For example, the all erasing step (ALL ERS), the all programming step (ALL PGM) and the selectively programming step (SPGM) may be carried out at suitable timings according to actual demands.
For example, FIG. 6 illustrates an operating method for a memory structure according to an embodiment. A (first) all programming step (ALL PGM) S11, a (first) all erasing step (ALL ERS) S21, a first selectively programming step (SPGM) S31, a (second) all programming step (ALL PGM) S12, a (second) all erasing step (ALL ERS) S22, a (second) selectively programming step (SPGM) S32, a (third) all programming step (ALL PGM) 513, a (third) all erasing step (ALL ERS) S23 and a (third) selectively programming step (SPGM) S33 are executed in sequence.

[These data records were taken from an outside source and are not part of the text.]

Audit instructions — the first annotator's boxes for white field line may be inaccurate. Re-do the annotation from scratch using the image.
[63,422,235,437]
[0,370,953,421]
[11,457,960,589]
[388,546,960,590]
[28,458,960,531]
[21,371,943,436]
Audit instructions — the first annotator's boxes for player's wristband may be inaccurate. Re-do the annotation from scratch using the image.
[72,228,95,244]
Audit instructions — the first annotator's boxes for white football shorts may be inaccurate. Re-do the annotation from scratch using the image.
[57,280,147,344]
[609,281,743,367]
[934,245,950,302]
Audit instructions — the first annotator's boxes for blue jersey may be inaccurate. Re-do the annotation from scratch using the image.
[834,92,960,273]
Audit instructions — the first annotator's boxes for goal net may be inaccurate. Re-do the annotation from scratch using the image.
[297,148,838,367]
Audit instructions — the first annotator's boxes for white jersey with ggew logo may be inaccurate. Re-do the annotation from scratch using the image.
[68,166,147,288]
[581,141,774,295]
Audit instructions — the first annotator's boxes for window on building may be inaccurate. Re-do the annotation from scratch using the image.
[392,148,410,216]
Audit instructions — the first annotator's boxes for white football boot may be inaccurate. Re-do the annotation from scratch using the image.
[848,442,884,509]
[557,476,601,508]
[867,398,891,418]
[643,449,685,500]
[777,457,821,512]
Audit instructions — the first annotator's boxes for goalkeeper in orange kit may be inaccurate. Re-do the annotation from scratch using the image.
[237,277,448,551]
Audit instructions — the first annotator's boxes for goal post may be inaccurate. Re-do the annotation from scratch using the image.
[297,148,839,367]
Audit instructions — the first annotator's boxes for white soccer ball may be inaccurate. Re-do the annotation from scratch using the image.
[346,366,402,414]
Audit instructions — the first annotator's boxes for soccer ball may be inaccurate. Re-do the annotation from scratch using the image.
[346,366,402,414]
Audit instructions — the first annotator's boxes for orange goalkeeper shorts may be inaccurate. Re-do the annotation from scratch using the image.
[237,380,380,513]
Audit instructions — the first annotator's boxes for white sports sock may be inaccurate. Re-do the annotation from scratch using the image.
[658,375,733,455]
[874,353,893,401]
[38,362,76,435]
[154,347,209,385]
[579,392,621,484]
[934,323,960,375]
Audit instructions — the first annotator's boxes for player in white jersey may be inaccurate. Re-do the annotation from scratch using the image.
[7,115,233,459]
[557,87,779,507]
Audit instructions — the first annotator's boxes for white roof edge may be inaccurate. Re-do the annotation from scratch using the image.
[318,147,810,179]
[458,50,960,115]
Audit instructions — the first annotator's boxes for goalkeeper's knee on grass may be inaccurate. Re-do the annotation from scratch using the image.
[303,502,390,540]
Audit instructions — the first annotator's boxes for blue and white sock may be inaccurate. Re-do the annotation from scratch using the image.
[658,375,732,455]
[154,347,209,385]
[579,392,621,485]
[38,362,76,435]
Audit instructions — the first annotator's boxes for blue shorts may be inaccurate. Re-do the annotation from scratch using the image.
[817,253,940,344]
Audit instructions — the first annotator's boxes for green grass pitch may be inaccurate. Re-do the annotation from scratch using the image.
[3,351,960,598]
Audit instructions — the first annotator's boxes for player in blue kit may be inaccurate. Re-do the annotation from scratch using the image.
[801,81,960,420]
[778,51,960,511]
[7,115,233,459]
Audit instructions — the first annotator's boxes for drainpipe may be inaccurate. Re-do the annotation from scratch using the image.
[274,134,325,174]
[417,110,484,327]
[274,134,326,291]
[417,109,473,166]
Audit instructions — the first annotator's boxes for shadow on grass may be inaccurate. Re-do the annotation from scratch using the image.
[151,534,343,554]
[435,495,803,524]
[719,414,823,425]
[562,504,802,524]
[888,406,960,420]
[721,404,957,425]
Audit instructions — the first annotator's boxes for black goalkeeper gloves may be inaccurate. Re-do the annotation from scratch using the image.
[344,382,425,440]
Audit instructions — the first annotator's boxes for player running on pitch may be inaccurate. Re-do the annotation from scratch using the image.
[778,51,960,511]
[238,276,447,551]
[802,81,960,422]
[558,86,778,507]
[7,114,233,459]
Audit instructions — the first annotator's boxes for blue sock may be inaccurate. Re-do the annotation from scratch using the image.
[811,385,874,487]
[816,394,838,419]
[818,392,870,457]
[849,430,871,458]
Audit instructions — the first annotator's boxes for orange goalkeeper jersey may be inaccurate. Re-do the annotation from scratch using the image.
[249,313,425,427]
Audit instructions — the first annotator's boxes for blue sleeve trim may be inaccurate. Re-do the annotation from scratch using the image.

In other embodiments, after the all programming step (ALL PGM) is performed one time, at least two times of the all erasing steps (ALL ERS) are performed, wherein none of the all programming step (ALL PGM) is performed between the at least two times of the all erasing steps (ALL ERS).
For example, FIG. 7 illustrates an operating method for a memory structure according to an embodiment. A (first) all programming step (ALL PGM) S11, a (first) all erasing step (ALL ERS) S21, a (first) selectively programming step (SPGM) S31, a (second) all erasing step (ALL ERS) S22, a (second) selectively programming step (SPGM) S32, a (third) all erasing step (ALL ERS) S23, a (third) selectively programming step (SPGM) S33, a (second) all programming step (ALL PGM) S12, a (fourth) all erasing step(ALL ERS) S24, and a (fourth) selectively programming step (SPGM) S34 are executed in sequence.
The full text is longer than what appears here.